É um viver esquizóide, sem tempo para nada que seja longo ou profundo. Essa tal pós-modernidade é ao mesmo tempo festiva e depressiva. Uma depressão surda e epidêmica, ocultada pelos bailes funks, raves, orgias coloridas, garrafas de whisky com red bull, drogas de todos os tipos e gritos de aleluias.

“Whiski ou água de coco pra mim tanto faz”, canta um MC do complexo da Maré. O importante é mais e mais, alucinar-se até não aguentar. “Beber, cair e levantar” embalado pelo consumo e por uma nostalgia angustiante de algo que estamos perdendo, mas nem sabemos exatamente o que é. Não se trata de moralismo, nem de campanha antidrogas, mas de uma reflexão ontológica sobre o sentido da vida, de estar no mundo.

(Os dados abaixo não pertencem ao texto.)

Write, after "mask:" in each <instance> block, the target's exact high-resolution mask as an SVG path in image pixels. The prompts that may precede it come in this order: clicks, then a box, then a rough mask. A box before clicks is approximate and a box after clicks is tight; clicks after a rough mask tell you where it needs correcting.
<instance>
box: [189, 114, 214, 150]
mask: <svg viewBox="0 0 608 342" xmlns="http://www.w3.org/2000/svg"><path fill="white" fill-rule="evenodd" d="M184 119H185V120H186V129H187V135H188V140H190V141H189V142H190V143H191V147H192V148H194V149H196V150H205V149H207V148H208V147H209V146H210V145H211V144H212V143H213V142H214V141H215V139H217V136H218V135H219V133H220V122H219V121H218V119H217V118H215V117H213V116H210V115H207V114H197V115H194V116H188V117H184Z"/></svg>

Na modernidade, as religiões, partidos políticos e outras instituições ajudavam na coesão social, na manutenção dos laços sociais e forneciam utopias que davam sentido à vida comunitária e individual, hoje também se encontram degradadas e, em muitos casos, capitularam.

O que significa viver num país com mais de 30 partidos sem fidelidade programática muito nítida? O que é o PSD do Kassab se não o nada com coisa nenhuma? É a desideologização da política, seu esvaziamento cultural e sua transformação em siglas de mercado para consumo pessoal e coletivo. A política se transforma em simples espaço para a manutenção de elites e oligarquias de poder que se revezam com muito dinheiro para comprar eleitores, eleições e consciências, também vendáveis. Os aparelhos midiáticos ajudam nesse espetáculo (ou o produz?) e mantém um clima de democracia, na qual há na verdade manipulação descarada e abuso de poder econômico. As massas também participam e gozam, assistindo e negociando seu preço, comendo nos churrascos eleitorais e arrumando uns trocados, enquanto sustentam discursos puritanos contra as “canalhices dos políticos”. Eleitos por quem?